Seolah mereka baru menyadari kalau pemuda berbaju keemasan dengan rajahan bergambar burung rajawali emas di lengan kanan dan kirinya sudah tak tampak di hadapan.
"Luar biasa.... Entah, apa yang akan dilakukan Layung Seta dan istrinya bila masih hidup dan mengetahui bocah yang dirindukan telah kembali pulang dan menjadi pemuda gagah,"
Desah Sumirat tak mampu menahan kekagumannya.
Lalu kepalanya menoleh pada dua orang yang ada di tempat ini "Langlang! dan kau, Bowo.
Seperti biasa, kalian berjaga-jaga di tempat masing-masing.
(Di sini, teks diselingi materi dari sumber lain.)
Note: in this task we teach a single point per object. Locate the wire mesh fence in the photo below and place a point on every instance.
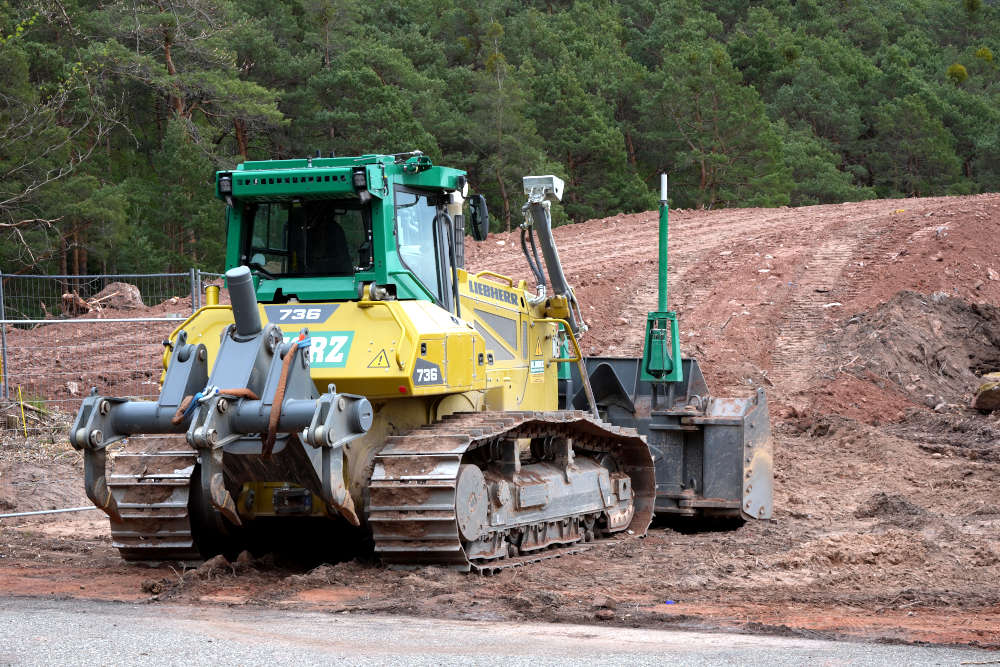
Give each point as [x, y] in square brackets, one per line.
[60, 336]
Jangan sampai persembunyian kita diketahui orang-orang Juragan Lanang." *** Untuk mendapatkan keterangan lain, Tirta sengaja berjalan di tengah-tengah desa dengan sikap tenang, seolah tak tahu kejadian apa yang telah menimpa Dusun Bojong Pupuk.
Meskipun hatinya sangat marah mengetahui semua ini, namun berusaha bersabar.
Pemuda ini berharap bisa bertemu kelima orang berbaju hitam lagi.
Dan belum lagi dia tiba di dekat sebuah pohon trembesi yang ada di tengah dusun, mendadak....
"Auuuw...!"
Terdengar teriakan keras bernada ketakutan dari salah satu rumah di dusun ini.
Cepat si pemuda tampan yang mencoba mencari tahu tentang kematian kedua orangtuanya itu melesat masuk ke dalam rumah sumber suara tadi.
Begitu tiba, tampak lima orang berbaju hitam sedang terbahak-bahak lebar sambil mendekati seorang perempuan yang ketakutan di sudut kamar.
Sementara seorang lelaki yang dikenal Tirta bernama Randung dalam keadaan babak belur dan terikat tak berdaya.
Lelaki itu, adalah suami dari perempuan yang tengah ketakutan.
Kemarahan Tirta tak bisa dibendung lagi melihat tindakan sewenang-wenang itu.
"Belum juga perintah Eyang bisa kujalankan untuk mencari Raja Lihai Langit Bumi dan Bidadari Hati Kejam, sudah ada urusan di depan mata. Sebaiknya kuurus dulu masalah ini sampai tuntas, sebelum kutemukan dua murid Eyang itu."
Habis membatin seperti itu, Tirta menatap tajam pada lima orang baju hitam yang menjengkelkan hatinya.
"Wah, wah! Dasar kucing! Beraninya hanya melawan cecurut? Ayo, lepaskan! Apa kepala kalian ingin kujitak?!"
Semprot Tirta.
Seketika suara tawa penuh ejekan sekaligus ancaman terhenti.
Bersamaan dengan itu, lima orang berbaju hitam memutar tubuh.
Mendapati bentakan seperti itu saja, mereka sudah berubah garang.
Dan mereka makin garang ketika tahu, siapa yang mengeluarkan ben-takan.
Seorang pemuda tampan yang mereka usir tadi pagi ketika memasuki dusun ini.
Orang yang tadi pagi mengusir Tirta melangkah tiga tindak.
Sikapnya terlihat tengik dan penuh ancaman.
"Pemuda keparat! Rupanya kau hanya cari penyakit berani datang ke sini lagi!"
Bentaknya garang. Tirta mencoba menahan kemarahan yang bertambah naik.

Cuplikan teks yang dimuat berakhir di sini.